Comentário a «Todos os Nomes» da autoria de José Saramago de uma perspectiva arquivística
A obra considerada retrata, em termos muito gerais, a tensão omnipresente entre a tradição e a mudança no mundo arquivístico.
Tal tensão é encarnada pela figura do Conservador que, perante alterações inexoráveis na concepção do acesso aos documentos do Arquivo da Conservatória Geral do Registo Civil, se obriga a transformar os procedimentos até então existentes.
As forças da tradição consubstanciam-se de vários modos. Em primeiro lugar, existe uma noção de correspondência muito estreita entre a continuidade (entendida enquanto respeito quase subserviente pela tradição) e o auto-reconhecimento orgânico. É como se a instituição, ao mostrar-se receptiva à mudança, perdesse, gradualmente, a sua identidade enquanto instituição ao serviço de si própria (e só muito depois ao serviço do público que a frequenta).
Em segundo lugar, essa noção identitária provê procedimentos rígidos, fundados na prática, passados com minúcia de geração em geração (de funcionários, entenda-se…). Mas, se a passagem de testemunho parece ser escrupulosa, a sua aplicação já parece dissolver-se nas brumas provocadas pelo desmazelo do cansaço e da repetição infinda dos mesmos gestos ao longo de muitos anos.
Os funcionários do Arquivo possuem uma «mentalidade uniforme» que deriva de uma prática raramente posta em causa, fundada numa prática secular e numa cultura de submissão à hierarquia. A cultura institucional tende, por conseguinte, à revalidação (e não à revisão) dos seus próprios princípios basilares. Nesta perspectiva, mudar é admitir o erro por parte de quem faz (sem considerar alternativas como a simples necessidade de evoluir ou de uniformizar alguns procedimentos para abrir espaço ao diálogo entre instituições diferentes) e, por isso, a mudança é evitada a todo o custo.
Em terceiro lugar, o acesso aos documentos é assaz difícil por parte de quem não pertence à instituição e também por parte de quem, pertencendo à instituição, queira recuperar documentos anteriores a um determinado momento. Saramago utiliza uma metáfora muito interessante para descrever o vínculo intelectual que permite a recuperação dos documentos: o fio de Ariadne que está na gaveta (poder) do Conservador. É evidente que este fio sob poder do Conservador constitui um fraco substituto da pertinência e da rapidez de resposta que se pretende em qualquer instituição custodial.

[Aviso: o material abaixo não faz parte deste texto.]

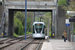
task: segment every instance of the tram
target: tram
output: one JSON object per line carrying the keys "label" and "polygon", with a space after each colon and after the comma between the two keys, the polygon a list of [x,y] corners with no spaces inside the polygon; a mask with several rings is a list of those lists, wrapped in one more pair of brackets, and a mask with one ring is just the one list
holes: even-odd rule
{"label": "tram", "polygon": [[45,38],[45,23],[44,22],[34,22],[33,23],[33,38]]}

Por fim, a proposta do Conservador para fazer face às forças da mudança fundamenta-se numa nova distribuição espacial dos arquivos dos mortos e dos vivos, doravante reunidos sob a égide de um único Arquivo (Histórico). O que existe de verdadeiramente revolucionário nesta proposta? Bom, talvez o reconhecimento, por parte do Conservador, de que o mero recurso às novas tecnologias não basta para solucionar o problema. De facto, o Conservador centra-se no aspecto primordial da organização dos documentos.
Mas nem tudo pode mudar. As forças da tradição manifestam-se também na pessoa (ou corpo) do Conservador. Como? Apesar de existir uma alteração substancial ao nível da distribuição espacial dos arquivos mortos e vivos, sucede que o Conservador reforça, através do seu discurso, uma concepção de hierarquia vertical rígida e ainda fechada à discussão. Esse facto verifica-se pela repetição da expressão «baixar uma ordem de serviço» e pela sanção do subchefe que havia questionado a ordem “natural” das coisas ao chamar a atenção do Conservador para uma realidade que não era possível ignorar durante mais tempo. Afinal, o Conservador tem um estatuto a manter e um papel a desempenhar na instituição e, em época de mudança, torna-se necessário reforçar a autoridade num processo de liderança que já de si é autocrático para obstar às inevitáveis resistências que se farão sentir em todos os momentos do processo.